Gr 4–6—Middle grade lovers of World War II historical fiction will find this title engrossing. Thirteen-year-old Louisa June lives along the coast of Virginia at the start of American involvement in World War II, as Hitler begins sending U-boats to attack U.S. ships. Her father and brothers work on boats, and will soon be signing up to help with the war effort. Louisa June's family is directly affected by a torpedo, sent into a tailspin after her father's tugboat is sunk by the Nazis. Her parents deal with their grief, while she figures out her place in the war and how a teenage girl can be of any help like her older siblings. Cousin Belle proves to be a bellwether figure to the family and an advocate for Louisa June while her mother suffers from depression and debilitating anxiety. Many readers will be surprised to learn about German U-boats torpedoing the East Coast of the United States after Pearl Harbor. Elliot's story delivers facts and a thoughtful approach to characters experiencing grief and depression, while adding some maritime adventure in a segment where the family comes together to rescue a British sailor. The conclusion happens swiftly, possibly leaving readers disappointed in not knowing what happens next to Louisa June and her loved ones after the daring rescue. Elliot provides a thorough author's note to dispel any doubts about the authenticity of the events written about in the course of the novel. Main characters are cued as white. VERDICT A must-have for all middle grade historical fiction collections.
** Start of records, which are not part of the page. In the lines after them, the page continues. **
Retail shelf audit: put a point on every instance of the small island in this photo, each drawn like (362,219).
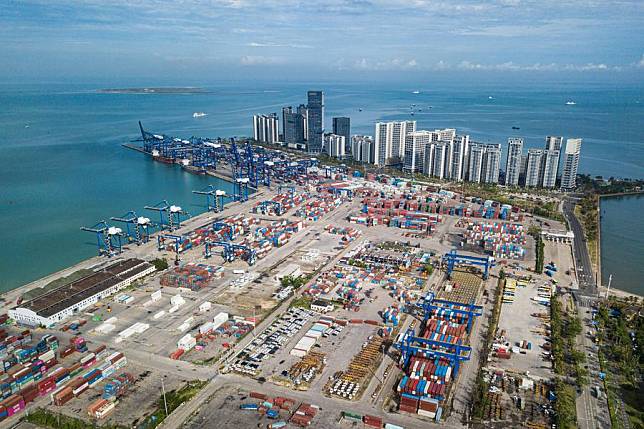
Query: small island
(155,90)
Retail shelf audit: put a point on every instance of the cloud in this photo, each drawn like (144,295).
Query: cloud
(278,45)
(254,60)
(511,66)
(393,64)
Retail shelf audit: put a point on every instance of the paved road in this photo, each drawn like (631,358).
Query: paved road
(585,275)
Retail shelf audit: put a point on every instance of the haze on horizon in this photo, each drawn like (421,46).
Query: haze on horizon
(195,40)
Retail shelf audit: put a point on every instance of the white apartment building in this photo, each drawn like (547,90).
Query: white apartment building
(334,145)
(266,128)
(570,164)
(513,164)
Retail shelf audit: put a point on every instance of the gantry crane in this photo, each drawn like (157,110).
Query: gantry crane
(108,238)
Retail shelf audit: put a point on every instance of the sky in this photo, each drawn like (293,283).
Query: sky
(201,40)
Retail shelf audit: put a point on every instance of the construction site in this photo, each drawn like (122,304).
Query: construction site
(309,295)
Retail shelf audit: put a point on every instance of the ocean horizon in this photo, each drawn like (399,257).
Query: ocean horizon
(64,166)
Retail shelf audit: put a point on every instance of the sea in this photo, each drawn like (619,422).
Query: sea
(622,242)
(62,165)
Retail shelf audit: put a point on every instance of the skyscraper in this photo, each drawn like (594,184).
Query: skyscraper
(534,172)
(362,148)
(571,163)
(459,146)
(555,143)
(484,162)
(266,128)
(550,166)
(334,145)
(293,127)
(342,127)
(389,142)
(415,143)
(315,109)
(513,164)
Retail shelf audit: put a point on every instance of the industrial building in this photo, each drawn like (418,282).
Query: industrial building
(67,300)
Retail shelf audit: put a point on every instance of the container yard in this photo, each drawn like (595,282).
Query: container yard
(336,300)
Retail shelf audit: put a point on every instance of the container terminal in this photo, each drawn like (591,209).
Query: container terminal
(308,296)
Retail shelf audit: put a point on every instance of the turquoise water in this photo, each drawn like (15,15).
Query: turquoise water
(622,242)
(62,165)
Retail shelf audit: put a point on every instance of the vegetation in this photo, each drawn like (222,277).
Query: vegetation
(620,335)
(160,264)
(302,302)
(479,393)
(565,405)
(48,419)
(565,327)
(539,245)
(174,399)
(295,282)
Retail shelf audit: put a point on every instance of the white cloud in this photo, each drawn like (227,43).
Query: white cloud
(254,60)
(278,45)
(393,64)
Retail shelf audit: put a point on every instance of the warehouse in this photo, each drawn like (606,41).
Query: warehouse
(64,301)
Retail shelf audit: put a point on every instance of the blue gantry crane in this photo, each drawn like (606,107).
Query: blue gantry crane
(453,258)
(108,238)
(409,344)
(138,228)
(428,304)
(214,198)
(170,215)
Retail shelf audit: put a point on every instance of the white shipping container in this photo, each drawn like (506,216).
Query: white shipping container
(219,320)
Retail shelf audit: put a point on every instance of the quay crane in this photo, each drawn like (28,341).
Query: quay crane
(172,218)
(108,238)
(214,198)
(178,240)
(241,189)
(228,251)
(429,303)
(137,227)
(452,258)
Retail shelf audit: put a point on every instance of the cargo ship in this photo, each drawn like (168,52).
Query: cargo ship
(193,169)
(164,159)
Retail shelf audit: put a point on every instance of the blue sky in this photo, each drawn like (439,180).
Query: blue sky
(292,39)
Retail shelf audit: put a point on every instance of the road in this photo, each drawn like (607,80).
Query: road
(585,275)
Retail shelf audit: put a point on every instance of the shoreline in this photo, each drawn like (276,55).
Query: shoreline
(602,289)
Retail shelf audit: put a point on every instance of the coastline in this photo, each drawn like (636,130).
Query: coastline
(600,287)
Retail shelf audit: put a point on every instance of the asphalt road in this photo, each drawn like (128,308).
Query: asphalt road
(585,275)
Recommend to those who enjoyed Kimberly Brubaker Bradley's The War That Saved My Life and Marsha Forchuk Skrypuch's Making Bombs for Hitler.—Kim Gardner Copyright 2022 School Library Journal.

Review by Publisher Summary 1

In 1941, after Hitler declares war on the United States, unleashing U-boat submarines to attack American ships, Louisa June, with the waves outside her house carrying dangerous enemies, must help her mother after her father and brother are caught in the crossfire.

Review by Publisher Summary 2

In 1941, after Hitler declares war on the US, unleashing U-boat submarines to attack American ships, Louisa June, with the waves outside her house carrying dangerous enemies, must help her mother after her father and brother are caught in the crossfire. 30,000 first printing. Simultaneous eBook.

Review by Publisher Summary 3

In this moving and timeless story, award-winning author L. M. Elliott captures life on the U.S. homefront during World War II, weaving a rich portrait of a family reeling from loss and the chilling yet hopeful voyage of fighting for what matters, perfect for fans of The War That Saved My Life. Days after Japan’s attack on Pearl Harbor in 1941, Hitler declared war on the U.S., unleashing U-boat submarines to attack American ships. Suddenly, the waves outside Louisa June’s farm aren’t for eel-fishing or marveling at wild swans or learning to skull her family’s boat—they’re dangerous, swarming with hidden enemies.Her oldest brothers’ ships risk coming face-to-face with U-boats. Her sister leaves home to weld Liberty Boat hulls. And then her daddy, a tugboat captain, and her dearest brother, Butler, are caught in the crossfire. Her mama has always swum in a sea of melancholy, but now she really needs Louisa June to find moments of beauty or inspiration to buoy her. Like sunshine-yellow daffodils, good books, or news accounts of daring rescues of torpedoed passengers.Determined to help her Mama and aching to combat Nazis herself, Louisa June turns to her quirky friend Emmett and the indomitable Cousin Belle, who has her own war stories—and a herd of cats—to share. In the end, after a perilous sail, Louisa June learns the greatest lifeline is love.